For a trader or institution to buy or sell an instrument, stock, currency pair, etc. it is necessary that there
is another trader or institution or 'the crowd' with the equivalent opposite
position. If the smart money (capital controlled by institutional
investors, market mavens, central banks, funds, and other financial
professionals) wants to buy a financial instrument, they will need
sellers in the market. Our presumptions are:
- All financial markets are a zero sum game.
- In all financial markets price is generated and driven by the market maker's auction algorithm.
- The market maker's price generating algorithm continuously calculates, re-balances and manages the flow of orders always in line with the fundamental 'Minimum of 50.05% Retracement-Rule across all time-frames: fractions of a second, minutes, hours, days, weeks, months and quarters.
- The algorithm generates the mathematically highest possible return for the market maker.
For the market makers, for the big dealers in the exchanges - for the smart money - liquidity is provided by the dump money, by the crowd, at levels where the dump money usually has its Stop loss, Buy and Sell orders. Driving price beyond these order-levels, the market maker collects liquidity - the money of the uninformed. Smart money activates these stop, buy and sell orders to feed and place their contrary positions in the market. Richard D. Wyckoff - a brilliant speculator, and later on a broker and market maker himself - explained the accumulation and distribution process of the 'market maker' - of the Composite Operator - in all detail ninety years ago. The Composite Operator manipulates the price in order to collect 'free money'. Liquidity.
There are two types of liquidity:
1. Buy Stops Liquidity (BSL)The BSL is originated by Stop Losses of sell orders, after the BSL is taken, the market reverses to the downside, because banks use the BSL to place sell orders in the market.
Regarding Buy Stops Liquidity (BSL) focus on:
PMH - Previous Month's High
PWH - Previous Week's High
PDH - Previous Day's High
HOD - High Of Day
OLD HIGH - Swing High
EQUAL HIGHS - Retail Traders' typical 'Resistance'.

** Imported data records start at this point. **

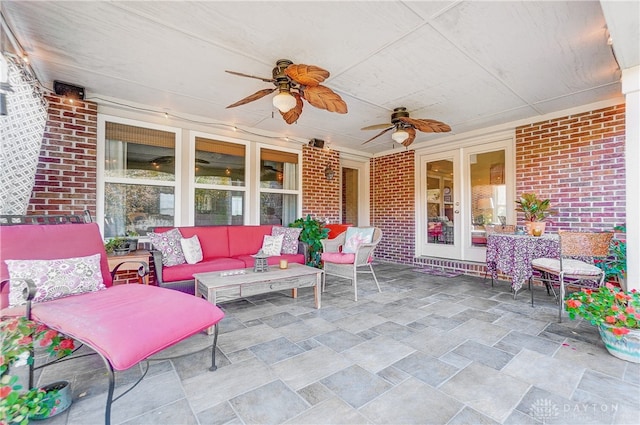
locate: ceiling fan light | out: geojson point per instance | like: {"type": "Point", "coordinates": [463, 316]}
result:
{"type": "Point", "coordinates": [399, 136]}
{"type": "Point", "coordinates": [284, 101]}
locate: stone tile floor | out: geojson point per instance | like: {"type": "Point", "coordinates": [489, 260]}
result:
{"type": "Point", "coordinates": [427, 350]}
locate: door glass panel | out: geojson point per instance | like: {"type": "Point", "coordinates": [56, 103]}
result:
{"type": "Point", "coordinates": [488, 193]}
{"type": "Point", "coordinates": [440, 202]}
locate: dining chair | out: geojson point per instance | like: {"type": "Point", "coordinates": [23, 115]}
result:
{"type": "Point", "coordinates": [575, 267]}
{"type": "Point", "coordinates": [497, 228]}
{"type": "Point", "coordinates": [347, 254]}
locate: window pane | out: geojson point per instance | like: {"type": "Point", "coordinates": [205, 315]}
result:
{"type": "Point", "coordinates": [218, 207]}
{"type": "Point", "coordinates": [278, 208]}
{"type": "Point", "coordinates": [278, 170]}
{"type": "Point", "coordinates": [136, 152]}
{"type": "Point", "coordinates": [137, 208]}
{"type": "Point", "coordinates": [488, 191]}
{"type": "Point", "coordinates": [219, 162]}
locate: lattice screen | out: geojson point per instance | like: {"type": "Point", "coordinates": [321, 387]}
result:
{"type": "Point", "coordinates": [21, 132]}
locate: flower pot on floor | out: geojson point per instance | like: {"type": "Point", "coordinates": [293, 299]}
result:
{"type": "Point", "coordinates": [626, 348]}
{"type": "Point", "coordinates": [58, 399]}
{"type": "Point", "coordinates": [536, 228]}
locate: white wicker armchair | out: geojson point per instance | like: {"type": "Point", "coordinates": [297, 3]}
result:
{"type": "Point", "coordinates": [347, 266]}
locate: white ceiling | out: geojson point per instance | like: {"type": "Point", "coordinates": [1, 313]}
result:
{"type": "Point", "coordinates": [469, 64]}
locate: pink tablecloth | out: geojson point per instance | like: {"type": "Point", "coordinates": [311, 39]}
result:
{"type": "Point", "coordinates": [512, 254]}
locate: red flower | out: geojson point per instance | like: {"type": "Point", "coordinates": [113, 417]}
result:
{"type": "Point", "coordinates": [573, 303]}
{"type": "Point", "coordinates": [66, 344]}
{"type": "Point", "coordinates": [5, 391]}
{"type": "Point", "coordinates": [620, 331]}
{"type": "Point", "coordinates": [25, 340]}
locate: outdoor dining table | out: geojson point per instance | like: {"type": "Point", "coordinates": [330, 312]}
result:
{"type": "Point", "coordinates": [512, 255]}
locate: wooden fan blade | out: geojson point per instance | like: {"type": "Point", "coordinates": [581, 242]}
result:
{"type": "Point", "coordinates": [324, 98]}
{"type": "Point", "coordinates": [306, 75]}
{"type": "Point", "coordinates": [376, 126]}
{"type": "Point", "coordinates": [257, 95]}
{"type": "Point", "coordinates": [292, 115]}
{"type": "Point", "coordinates": [380, 134]}
{"type": "Point", "coordinates": [266, 80]}
{"type": "Point", "coordinates": [426, 126]}
{"type": "Point", "coordinates": [411, 138]}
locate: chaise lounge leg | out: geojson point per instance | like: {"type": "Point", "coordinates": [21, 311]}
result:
{"type": "Point", "coordinates": [213, 349]}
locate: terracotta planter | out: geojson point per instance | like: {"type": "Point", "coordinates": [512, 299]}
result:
{"type": "Point", "coordinates": [625, 348]}
{"type": "Point", "coordinates": [535, 228]}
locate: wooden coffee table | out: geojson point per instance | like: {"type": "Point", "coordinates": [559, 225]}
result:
{"type": "Point", "coordinates": [227, 285]}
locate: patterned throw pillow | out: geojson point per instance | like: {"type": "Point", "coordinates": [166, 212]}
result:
{"type": "Point", "coordinates": [271, 245]}
{"type": "Point", "coordinates": [191, 249]}
{"type": "Point", "coordinates": [356, 236]}
{"type": "Point", "coordinates": [290, 240]}
{"type": "Point", "coordinates": [54, 278]}
{"type": "Point", "coordinates": [168, 243]}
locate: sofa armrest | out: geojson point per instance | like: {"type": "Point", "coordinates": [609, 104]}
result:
{"type": "Point", "coordinates": [156, 256]}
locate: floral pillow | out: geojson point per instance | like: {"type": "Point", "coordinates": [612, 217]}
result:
{"type": "Point", "coordinates": [271, 245]}
{"type": "Point", "coordinates": [191, 249]}
{"type": "Point", "coordinates": [168, 243]}
{"type": "Point", "coordinates": [290, 240]}
{"type": "Point", "coordinates": [355, 237]}
{"type": "Point", "coordinates": [54, 278]}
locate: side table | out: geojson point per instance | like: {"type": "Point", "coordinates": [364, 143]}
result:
{"type": "Point", "coordinates": [131, 262]}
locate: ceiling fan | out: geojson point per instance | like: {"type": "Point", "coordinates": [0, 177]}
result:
{"type": "Point", "coordinates": [406, 127]}
{"type": "Point", "coordinates": [295, 82]}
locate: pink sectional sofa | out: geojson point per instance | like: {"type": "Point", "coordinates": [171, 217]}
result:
{"type": "Point", "coordinates": [223, 248]}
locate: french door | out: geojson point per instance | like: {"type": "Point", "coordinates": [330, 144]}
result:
{"type": "Point", "coordinates": [460, 192]}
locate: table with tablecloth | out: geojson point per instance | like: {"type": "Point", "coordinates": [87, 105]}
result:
{"type": "Point", "coordinates": [512, 255]}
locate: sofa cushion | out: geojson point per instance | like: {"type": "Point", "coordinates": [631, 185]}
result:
{"type": "Point", "coordinates": [246, 240]}
{"type": "Point", "coordinates": [271, 245]}
{"type": "Point", "coordinates": [249, 260]}
{"type": "Point", "coordinates": [191, 249]}
{"type": "Point", "coordinates": [54, 278]}
{"type": "Point", "coordinates": [290, 240]}
{"type": "Point", "coordinates": [168, 243]}
{"type": "Point", "coordinates": [186, 271]}
{"type": "Point", "coordinates": [214, 240]}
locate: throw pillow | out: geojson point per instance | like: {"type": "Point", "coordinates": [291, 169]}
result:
{"type": "Point", "coordinates": [355, 237]}
{"type": "Point", "coordinates": [271, 245]}
{"type": "Point", "coordinates": [191, 249]}
{"type": "Point", "coordinates": [290, 240]}
{"type": "Point", "coordinates": [54, 278]}
{"type": "Point", "coordinates": [168, 243]}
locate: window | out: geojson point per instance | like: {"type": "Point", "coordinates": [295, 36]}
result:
{"type": "Point", "coordinates": [139, 179]}
{"type": "Point", "coordinates": [219, 182]}
{"type": "Point", "coordinates": [279, 174]}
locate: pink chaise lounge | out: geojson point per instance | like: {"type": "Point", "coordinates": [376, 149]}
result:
{"type": "Point", "coordinates": [124, 324]}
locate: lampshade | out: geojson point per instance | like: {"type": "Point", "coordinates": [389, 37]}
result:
{"type": "Point", "coordinates": [400, 136]}
{"type": "Point", "coordinates": [485, 203]}
{"type": "Point", "coordinates": [284, 101]}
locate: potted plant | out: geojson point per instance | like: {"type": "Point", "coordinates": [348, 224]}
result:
{"type": "Point", "coordinates": [535, 210]}
{"type": "Point", "coordinates": [117, 246]}
{"type": "Point", "coordinates": [615, 313]}
{"type": "Point", "coordinates": [615, 265]}
{"type": "Point", "coordinates": [18, 405]}
{"type": "Point", "coordinates": [312, 232]}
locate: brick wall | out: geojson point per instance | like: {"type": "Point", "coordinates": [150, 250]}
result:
{"type": "Point", "coordinates": [578, 162]}
{"type": "Point", "coordinates": [321, 197]}
{"type": "Point", "coordinates": [393, 205]}
{"type": "Point", "coordinates": [65, 181]}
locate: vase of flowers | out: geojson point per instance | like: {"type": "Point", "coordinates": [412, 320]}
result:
{"type": "Point", "coordinates": [536, 211]}
{"type": "Point", "coordinates": [19, 405]}
{"type": "Point", "coordinates": [617, 315]}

When BSL is taken, the market reverses to the downside.
2. Sell Stops Liquidity (SSL)
The SSL is originated by Stop Losses of Buy orders, after the SSL is taken, the market reverses to the Upside, because banks use the SSL to place Buy orders in the market.
Regarding Sell Stops Liquidity (SSL) focus on:
PML - Previous Month's Low
PWL - Previous Week's Low
PDL - Previous Day's Low
LOD - Low Of Day
OLD LOW - Swing Low
EQUAL LOWS - Retail Traders' typical 'Support'.

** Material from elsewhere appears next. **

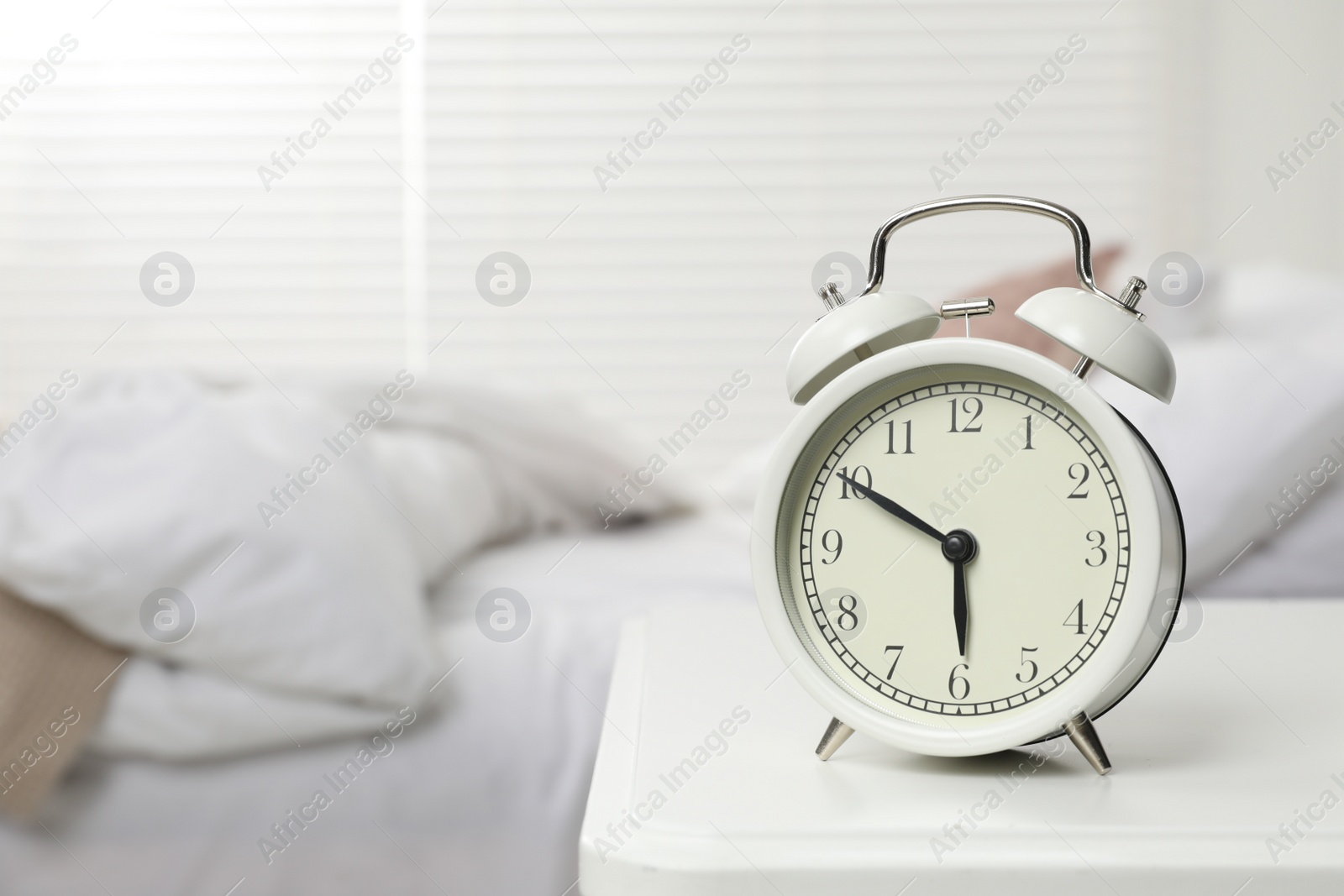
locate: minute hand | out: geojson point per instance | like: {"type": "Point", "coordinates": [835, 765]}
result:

When SSL is taken, the market reverses to the upside.
The Stop Hunt (SH) is a manipulation movement used by the Market Makers to neutralize liquidity (stop losses). It's a false breakout above /below the zone where there is liquidity. Market Makers usually use High Impact News to take liquidity.
Always pay attention to the news calendar, to know the pairs that will move, generally, pairs with many news forecasts ('High Impact'), those currency pairs, stocks, bonds, etc. are going to move (trending) during the day or week.